Book Read Free

Broken Threads

Page 31

by Tessa Barclay


  ‘Yes.’

  ‘What happened?’

  ‘She … she accepts that it’s all over. But Ronald, she’s such a sad girl.’

  ‘Sad?’

  ‘Yes, hoping and longing for something she hasn’t the ability to get for herself. It’s such a waste! As beautiful as she is, she ought to have the world at her feet.’

  He said nothing, and she understood that he couldn’t discuss Dinah in that way. He saw her as a mistake in his life, one he wanted to put behind him. He might be sorry for her, but he knew there was nothing he could do about it.

  This masculine wisdom had to be adopted.

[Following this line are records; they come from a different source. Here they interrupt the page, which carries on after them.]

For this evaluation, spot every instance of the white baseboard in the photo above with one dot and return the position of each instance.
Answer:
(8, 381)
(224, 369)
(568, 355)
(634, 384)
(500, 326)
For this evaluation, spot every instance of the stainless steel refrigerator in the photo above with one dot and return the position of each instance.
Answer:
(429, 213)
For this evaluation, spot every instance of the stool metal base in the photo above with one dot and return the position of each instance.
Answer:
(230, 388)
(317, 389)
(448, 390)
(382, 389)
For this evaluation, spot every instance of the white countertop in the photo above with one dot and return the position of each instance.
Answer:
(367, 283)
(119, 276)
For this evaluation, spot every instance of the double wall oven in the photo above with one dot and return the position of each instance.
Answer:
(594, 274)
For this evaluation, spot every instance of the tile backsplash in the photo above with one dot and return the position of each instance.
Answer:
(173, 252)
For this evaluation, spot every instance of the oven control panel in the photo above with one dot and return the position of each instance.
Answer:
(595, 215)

  Dinah Bowerby might be talked about but only as something in the past. Her future was her own, to make of it what she could. If Jenny had fellow-feeling for her, it was better not to speak of it.

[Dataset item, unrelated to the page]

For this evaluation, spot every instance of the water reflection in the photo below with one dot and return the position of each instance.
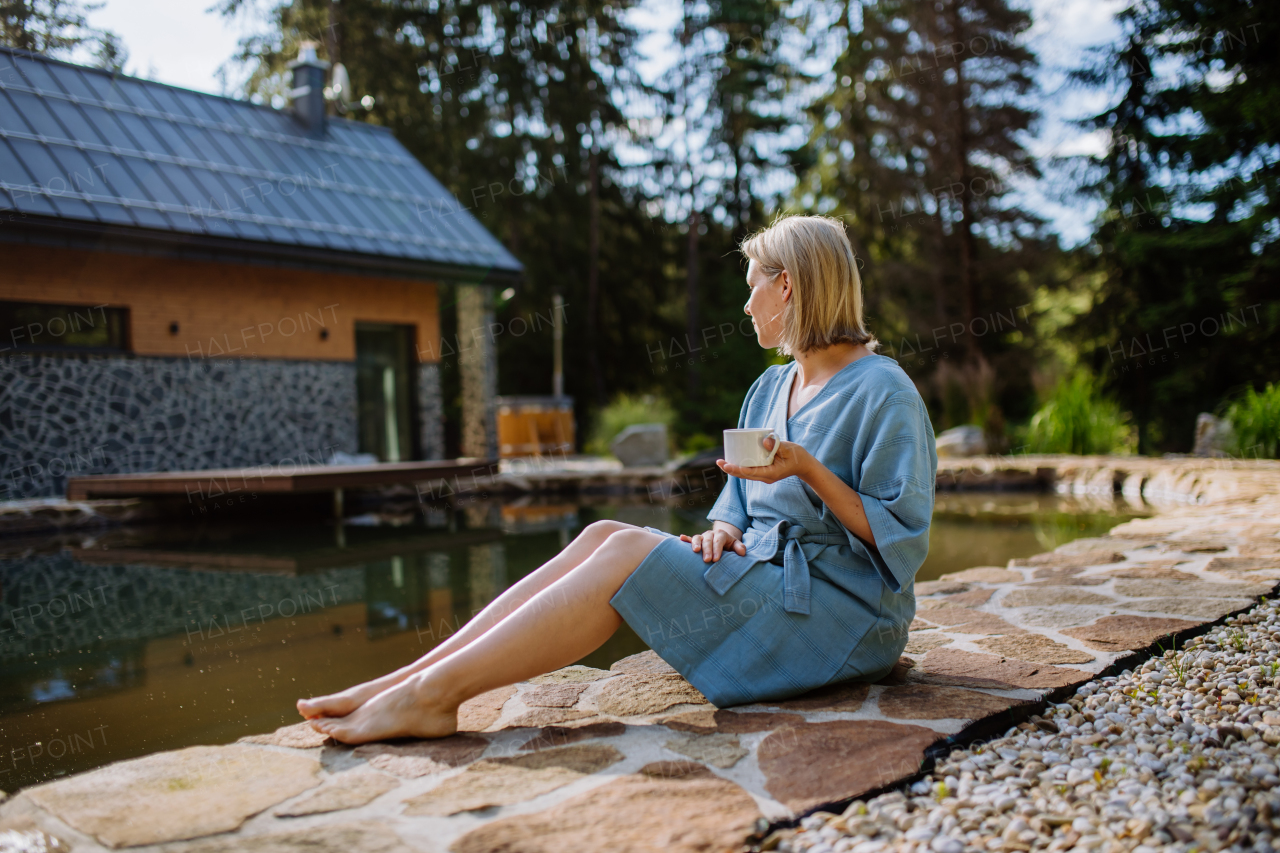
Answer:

  While he finished his shave and put on a clean shirt, she talked to him about possible plans. ‘I sent a message by the driver so we’re not expected back at once. But I ought to get to Sydney, Ronald, because I kept our hotel rooms there ‒’

  ‘But that’s not important, is it?’

  ‘No, but I want to keep in touch with which ships are sailing ‒’

  ‘Surely you don’t want to rush straight back to Galashiels?’

  ‘I left the mill in the hands of Charlie Gaines, Ronald.’

  There was no need to enlarge on that. Ronald understood how inadequate Gaines would be except in the most everyday situations.

  They fell to discussing the mill, its problems of the moment, its prospects. By the time they had strolled up to the house they were deep in a discussion of percentage costs per bolt for export.

  Bob Daniell was back from his day’s work. At the sight of Ronald he at once began asking for news, the main interest of every dweller of the outback. Ronald told of his stay with the blackfellows, shook his head over the chances of getting supplies of the herbs and barks they used for cloth-dyeing, and then went on to talk about the eucalyptus distillers, men known to the Daniells through occasional visits.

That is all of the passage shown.